1. (b) The 4 percent rule advocated by many financial planners holds that if you withdraw no more than 4 percent of your portfolio in the first year of retirement and then increase that amount for inflation each year, your money should last at least 30 years. That rough guideline takes into consideration the role of expected earnings on your portfolio as well as inflation.

2. (c) Most employees will need an average of between 77 and 94 percent, according to Aon Consulting's 2008 Replacement Ratio Study. It's best to plan for the high side since health and medical costs are impossible to predict. Also, people tend to spend more money when they have more leisure time.

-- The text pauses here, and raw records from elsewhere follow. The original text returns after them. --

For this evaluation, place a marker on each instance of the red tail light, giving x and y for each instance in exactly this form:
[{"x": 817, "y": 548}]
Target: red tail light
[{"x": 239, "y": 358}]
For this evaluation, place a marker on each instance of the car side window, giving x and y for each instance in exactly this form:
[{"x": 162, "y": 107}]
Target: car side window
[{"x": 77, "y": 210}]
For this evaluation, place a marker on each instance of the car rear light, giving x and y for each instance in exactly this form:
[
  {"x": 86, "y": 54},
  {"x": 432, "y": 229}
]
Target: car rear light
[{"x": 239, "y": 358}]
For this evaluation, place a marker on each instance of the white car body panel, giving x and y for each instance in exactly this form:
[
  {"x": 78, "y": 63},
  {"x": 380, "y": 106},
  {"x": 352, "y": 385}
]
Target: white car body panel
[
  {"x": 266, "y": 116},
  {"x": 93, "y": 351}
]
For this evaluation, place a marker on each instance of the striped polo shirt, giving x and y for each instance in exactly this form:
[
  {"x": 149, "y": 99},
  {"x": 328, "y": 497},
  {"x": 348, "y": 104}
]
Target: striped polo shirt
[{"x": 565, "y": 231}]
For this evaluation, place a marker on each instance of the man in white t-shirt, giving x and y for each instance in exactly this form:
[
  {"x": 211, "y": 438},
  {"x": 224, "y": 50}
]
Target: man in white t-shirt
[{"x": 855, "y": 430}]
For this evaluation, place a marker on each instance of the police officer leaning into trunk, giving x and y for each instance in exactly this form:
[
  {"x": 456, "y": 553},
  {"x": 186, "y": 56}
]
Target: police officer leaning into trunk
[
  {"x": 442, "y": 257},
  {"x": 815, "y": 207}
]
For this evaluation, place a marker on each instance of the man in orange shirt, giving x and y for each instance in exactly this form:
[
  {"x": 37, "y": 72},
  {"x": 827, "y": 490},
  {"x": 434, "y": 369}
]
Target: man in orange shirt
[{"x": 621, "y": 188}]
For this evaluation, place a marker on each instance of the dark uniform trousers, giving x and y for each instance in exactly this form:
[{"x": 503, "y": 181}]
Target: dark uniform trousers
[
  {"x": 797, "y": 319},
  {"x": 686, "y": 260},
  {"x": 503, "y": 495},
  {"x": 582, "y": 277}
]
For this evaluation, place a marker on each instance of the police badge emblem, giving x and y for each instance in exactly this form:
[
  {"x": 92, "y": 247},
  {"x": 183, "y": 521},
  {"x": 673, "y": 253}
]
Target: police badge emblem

3. (d) Investment management company T. Rowe Price says retirement income goes up about 7 percent for each additional year of work, or around 22 percent after three years.

4. (c) Between 66 and 67, depending on date of birth. Retire before that and your benefits will be reduced by 20 to 30 percent. Check retirement benefits by year of birth at the Social Security site ( for your specifics. Knowing the right age is essential to making retirement plans that won't leave you short of money.

5. (b) Employees age 50 and up can make up to $5,500 in catch-up contributions in 2009, added to a base contribution limit of $16,500 for a maximum $22,000.

6. (b) $96,809 as of Feb. 26, according to the Employee Benefit Research Institute. Whether you're ahead or behind your neighbors and peers in retirement savings, don't lose sight of the long term — keep saving.

7. (d) The number of workers age 65 or older is predicted to soar by more than 80 percent by 2016 (from 2006 totals), according to the U.S. Bureau of Labor Statistics.

8. (a) 6 percent, according to a 2007 report by the Center for Retirement Research at Boston College. You should try to avoid tapping home equity for routine retirement expenses if possible. The housing crisis has called into question projections that home equity is likely to become an increasingly important source of retirement income.

9. (c) 21 percent for married couples and 33 percent for single people, according to a 2007 report by the Urban Institute. These statistics serve as a warning to build up emergency savings and not cut things too close in case of an unexpected job loss late in your working career.

10. (b) AARP says only 20 percent are covered, meaning most people have to look after their own finances with such vehicles as 401(k)s and IRAs for their nest eggs.



0-3: Better bone up fast or you'll have to keep working till you drop.

4-5: You need to study some more.

6-7: Not bad, but the road to retirement affluence could still be bumpy for you.

8-9: If your planning matches your knowledge, you should be in good shape.

10: Congratulations! May you live long and prosper.